Mysql, PHP: Internationalization

Oh, man. This was a toughie. What follows is an account of how to deal intelligently with foreign characters and data entry in PHP/MySQL.

So I’m working on a site, and realize that I need to handle foreign names within content. No fun. So I change my MySQL table to use utf8_general_ci, instead of ye ‘ol latin1_swedish_ci (which does funny things like equivolating umlaut-u to “y”), and, of course, convert all of the columns as well.

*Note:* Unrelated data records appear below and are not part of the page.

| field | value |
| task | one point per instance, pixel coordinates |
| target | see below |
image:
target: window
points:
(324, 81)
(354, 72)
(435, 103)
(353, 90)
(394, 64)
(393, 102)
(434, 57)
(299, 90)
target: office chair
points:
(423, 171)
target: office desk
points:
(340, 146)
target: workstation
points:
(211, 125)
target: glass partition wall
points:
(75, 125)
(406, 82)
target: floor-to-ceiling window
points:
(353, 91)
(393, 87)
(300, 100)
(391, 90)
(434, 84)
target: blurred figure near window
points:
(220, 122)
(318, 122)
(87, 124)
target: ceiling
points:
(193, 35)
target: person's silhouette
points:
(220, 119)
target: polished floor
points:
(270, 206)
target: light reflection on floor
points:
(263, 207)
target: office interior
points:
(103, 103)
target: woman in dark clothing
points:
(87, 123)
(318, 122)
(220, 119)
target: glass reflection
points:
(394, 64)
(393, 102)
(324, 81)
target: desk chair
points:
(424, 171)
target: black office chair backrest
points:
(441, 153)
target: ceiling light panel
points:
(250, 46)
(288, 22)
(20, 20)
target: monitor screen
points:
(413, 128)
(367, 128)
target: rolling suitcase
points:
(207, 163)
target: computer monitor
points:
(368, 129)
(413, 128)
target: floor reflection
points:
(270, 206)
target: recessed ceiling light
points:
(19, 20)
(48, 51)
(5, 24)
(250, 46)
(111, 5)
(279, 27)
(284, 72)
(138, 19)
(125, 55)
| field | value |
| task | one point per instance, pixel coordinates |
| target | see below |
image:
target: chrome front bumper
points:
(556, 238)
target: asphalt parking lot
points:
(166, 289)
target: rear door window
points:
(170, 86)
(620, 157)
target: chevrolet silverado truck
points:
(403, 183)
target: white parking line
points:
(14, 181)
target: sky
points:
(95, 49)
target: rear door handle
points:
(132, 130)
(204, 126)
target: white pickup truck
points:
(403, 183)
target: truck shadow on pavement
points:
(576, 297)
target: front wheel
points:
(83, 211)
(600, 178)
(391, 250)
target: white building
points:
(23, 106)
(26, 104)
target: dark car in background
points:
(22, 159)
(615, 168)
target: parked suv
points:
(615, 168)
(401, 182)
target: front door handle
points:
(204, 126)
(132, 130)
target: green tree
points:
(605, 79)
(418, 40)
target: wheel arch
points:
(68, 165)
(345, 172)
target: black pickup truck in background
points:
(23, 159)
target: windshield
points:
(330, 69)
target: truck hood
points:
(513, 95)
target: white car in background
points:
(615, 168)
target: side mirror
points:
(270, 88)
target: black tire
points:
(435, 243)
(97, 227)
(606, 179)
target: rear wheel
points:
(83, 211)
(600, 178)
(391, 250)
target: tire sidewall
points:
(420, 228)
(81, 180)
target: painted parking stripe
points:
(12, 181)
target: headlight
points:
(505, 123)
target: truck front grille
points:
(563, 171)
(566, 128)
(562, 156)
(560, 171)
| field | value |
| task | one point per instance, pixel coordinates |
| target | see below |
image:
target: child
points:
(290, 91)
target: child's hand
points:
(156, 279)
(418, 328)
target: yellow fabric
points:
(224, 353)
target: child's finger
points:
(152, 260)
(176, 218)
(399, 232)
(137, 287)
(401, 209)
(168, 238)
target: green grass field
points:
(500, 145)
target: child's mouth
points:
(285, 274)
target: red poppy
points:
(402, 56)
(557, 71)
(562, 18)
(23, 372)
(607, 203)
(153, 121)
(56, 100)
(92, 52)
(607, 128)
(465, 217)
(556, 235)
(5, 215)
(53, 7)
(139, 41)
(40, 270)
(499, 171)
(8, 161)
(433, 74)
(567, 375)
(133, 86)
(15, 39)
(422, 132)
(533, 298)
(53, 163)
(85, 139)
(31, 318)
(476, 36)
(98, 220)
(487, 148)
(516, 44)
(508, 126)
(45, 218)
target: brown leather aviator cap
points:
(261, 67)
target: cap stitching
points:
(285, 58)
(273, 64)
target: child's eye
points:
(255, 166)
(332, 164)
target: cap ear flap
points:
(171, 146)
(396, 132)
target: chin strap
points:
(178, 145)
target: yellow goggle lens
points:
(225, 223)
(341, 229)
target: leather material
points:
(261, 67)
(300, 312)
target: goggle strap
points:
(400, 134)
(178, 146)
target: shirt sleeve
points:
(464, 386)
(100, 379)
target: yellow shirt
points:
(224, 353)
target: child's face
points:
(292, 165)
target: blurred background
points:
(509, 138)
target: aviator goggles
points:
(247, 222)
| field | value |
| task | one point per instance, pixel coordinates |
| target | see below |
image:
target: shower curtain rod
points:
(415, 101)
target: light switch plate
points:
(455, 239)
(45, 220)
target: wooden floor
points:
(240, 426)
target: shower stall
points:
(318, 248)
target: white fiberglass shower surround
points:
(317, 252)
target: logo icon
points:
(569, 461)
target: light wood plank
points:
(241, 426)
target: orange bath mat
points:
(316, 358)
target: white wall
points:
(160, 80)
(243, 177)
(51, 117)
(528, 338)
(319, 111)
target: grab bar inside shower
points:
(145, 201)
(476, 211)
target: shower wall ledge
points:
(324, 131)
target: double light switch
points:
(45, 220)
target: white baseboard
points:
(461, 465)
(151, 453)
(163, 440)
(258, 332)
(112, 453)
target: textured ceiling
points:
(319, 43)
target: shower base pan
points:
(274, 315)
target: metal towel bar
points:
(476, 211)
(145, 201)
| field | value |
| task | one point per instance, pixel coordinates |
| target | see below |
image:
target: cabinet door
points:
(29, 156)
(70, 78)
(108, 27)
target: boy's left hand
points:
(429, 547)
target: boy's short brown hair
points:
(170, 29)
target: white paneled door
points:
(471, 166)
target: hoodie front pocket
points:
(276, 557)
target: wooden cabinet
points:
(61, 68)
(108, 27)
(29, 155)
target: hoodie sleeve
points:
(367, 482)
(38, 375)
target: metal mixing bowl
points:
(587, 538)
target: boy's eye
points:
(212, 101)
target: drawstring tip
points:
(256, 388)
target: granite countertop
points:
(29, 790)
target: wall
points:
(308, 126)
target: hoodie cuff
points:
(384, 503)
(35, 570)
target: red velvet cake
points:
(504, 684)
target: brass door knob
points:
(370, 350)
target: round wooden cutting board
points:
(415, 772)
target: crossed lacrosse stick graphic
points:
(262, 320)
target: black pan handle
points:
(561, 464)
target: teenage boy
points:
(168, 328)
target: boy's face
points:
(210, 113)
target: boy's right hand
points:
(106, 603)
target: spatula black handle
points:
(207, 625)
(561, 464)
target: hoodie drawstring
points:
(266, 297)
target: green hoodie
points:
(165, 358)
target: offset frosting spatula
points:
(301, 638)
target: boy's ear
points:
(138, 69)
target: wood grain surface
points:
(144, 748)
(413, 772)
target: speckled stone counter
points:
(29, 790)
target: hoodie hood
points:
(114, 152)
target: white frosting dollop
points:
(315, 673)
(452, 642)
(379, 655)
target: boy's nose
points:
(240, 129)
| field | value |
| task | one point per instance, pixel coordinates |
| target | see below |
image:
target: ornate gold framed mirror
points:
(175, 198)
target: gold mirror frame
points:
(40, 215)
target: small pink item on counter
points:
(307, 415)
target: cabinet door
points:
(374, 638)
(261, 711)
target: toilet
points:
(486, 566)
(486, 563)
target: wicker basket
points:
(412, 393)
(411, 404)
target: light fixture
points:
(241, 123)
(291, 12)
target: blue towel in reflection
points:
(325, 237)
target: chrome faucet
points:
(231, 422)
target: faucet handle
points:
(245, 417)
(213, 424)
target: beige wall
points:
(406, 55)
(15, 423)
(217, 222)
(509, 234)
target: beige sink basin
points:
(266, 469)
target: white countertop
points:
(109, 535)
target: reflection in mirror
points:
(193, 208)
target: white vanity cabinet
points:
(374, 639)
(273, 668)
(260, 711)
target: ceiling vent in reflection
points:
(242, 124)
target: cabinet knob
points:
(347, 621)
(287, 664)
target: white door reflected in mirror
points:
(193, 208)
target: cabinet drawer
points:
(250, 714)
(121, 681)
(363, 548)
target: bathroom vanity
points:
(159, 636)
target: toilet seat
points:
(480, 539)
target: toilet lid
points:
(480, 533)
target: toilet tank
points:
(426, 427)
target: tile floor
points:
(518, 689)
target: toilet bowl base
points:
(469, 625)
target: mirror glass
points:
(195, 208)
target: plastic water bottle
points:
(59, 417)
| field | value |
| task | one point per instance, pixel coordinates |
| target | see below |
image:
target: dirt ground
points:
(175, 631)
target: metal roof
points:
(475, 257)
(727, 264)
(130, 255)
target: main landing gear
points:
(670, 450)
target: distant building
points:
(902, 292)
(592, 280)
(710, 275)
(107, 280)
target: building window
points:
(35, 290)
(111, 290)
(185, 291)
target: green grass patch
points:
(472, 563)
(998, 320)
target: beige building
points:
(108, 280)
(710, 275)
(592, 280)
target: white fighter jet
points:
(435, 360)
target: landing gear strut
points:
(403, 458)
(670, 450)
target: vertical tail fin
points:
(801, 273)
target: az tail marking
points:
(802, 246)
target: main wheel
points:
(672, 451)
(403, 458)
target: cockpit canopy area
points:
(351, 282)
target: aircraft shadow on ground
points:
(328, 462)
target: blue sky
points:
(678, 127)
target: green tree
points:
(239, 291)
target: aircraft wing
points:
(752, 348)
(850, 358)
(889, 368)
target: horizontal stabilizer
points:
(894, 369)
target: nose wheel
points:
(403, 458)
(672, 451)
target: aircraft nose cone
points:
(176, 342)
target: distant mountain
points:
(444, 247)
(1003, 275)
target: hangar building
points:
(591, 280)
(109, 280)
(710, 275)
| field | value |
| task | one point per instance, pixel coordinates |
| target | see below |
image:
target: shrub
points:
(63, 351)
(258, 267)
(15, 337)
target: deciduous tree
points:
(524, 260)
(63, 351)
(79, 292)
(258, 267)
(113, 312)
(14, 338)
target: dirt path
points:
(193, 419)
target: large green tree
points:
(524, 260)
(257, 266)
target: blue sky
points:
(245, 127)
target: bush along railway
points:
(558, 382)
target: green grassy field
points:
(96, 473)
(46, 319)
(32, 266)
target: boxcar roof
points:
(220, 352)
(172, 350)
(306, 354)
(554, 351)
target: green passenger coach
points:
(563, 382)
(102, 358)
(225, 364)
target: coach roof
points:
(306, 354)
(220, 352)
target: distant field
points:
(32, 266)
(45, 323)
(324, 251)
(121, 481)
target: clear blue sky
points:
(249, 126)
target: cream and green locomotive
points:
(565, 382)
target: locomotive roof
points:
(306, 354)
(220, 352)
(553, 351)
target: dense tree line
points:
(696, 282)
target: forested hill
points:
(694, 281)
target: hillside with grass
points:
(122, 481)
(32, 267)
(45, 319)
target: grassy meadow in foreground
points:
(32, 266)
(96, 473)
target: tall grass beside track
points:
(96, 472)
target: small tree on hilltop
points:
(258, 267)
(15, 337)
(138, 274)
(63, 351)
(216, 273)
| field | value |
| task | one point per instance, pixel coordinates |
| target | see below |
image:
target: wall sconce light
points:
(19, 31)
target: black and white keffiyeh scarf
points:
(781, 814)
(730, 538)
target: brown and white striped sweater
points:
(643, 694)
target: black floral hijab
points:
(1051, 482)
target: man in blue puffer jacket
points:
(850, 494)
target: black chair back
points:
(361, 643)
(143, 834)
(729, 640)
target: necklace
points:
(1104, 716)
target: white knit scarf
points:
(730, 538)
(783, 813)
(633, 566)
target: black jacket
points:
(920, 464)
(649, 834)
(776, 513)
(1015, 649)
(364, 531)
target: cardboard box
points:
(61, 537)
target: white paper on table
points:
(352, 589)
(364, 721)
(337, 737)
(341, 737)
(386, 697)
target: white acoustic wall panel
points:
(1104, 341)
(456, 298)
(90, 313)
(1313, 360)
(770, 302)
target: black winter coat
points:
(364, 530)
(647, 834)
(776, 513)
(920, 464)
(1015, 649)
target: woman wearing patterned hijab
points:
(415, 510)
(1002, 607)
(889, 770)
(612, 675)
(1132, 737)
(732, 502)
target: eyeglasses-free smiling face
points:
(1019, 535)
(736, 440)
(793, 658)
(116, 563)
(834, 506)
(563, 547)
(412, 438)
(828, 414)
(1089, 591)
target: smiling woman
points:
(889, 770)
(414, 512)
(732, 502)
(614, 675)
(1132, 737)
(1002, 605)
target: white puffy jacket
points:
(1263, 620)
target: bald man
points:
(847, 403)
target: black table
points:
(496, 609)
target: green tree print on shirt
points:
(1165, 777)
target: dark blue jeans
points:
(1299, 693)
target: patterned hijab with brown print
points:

Now, this looks like it’s working fine until I take my DAO and start trying to edit content, at which point it freaks out and shows foreign characters all wrong. I make sure the html document doctype is set properly, only to discover that the PHP MySQL client (i.e., Mr. mysql_query() function) is actuallystill using latin1_swedish! I hack a bit of code into my DAO, so that I can override this on a per-table basis, by having it run the following once as a normal query immediately after connecting:


SET NAMES utf8;

At this point, everything works great. Except for one little catch – RLIKE and REGEXP, the core of my tokenized search engine, work based on latin1_swedish again, so not only is ‘Ç’ != ‘C’, but I can’t even search within that foreign text for native characters. Which messes everything up. Anybody got any good ideas?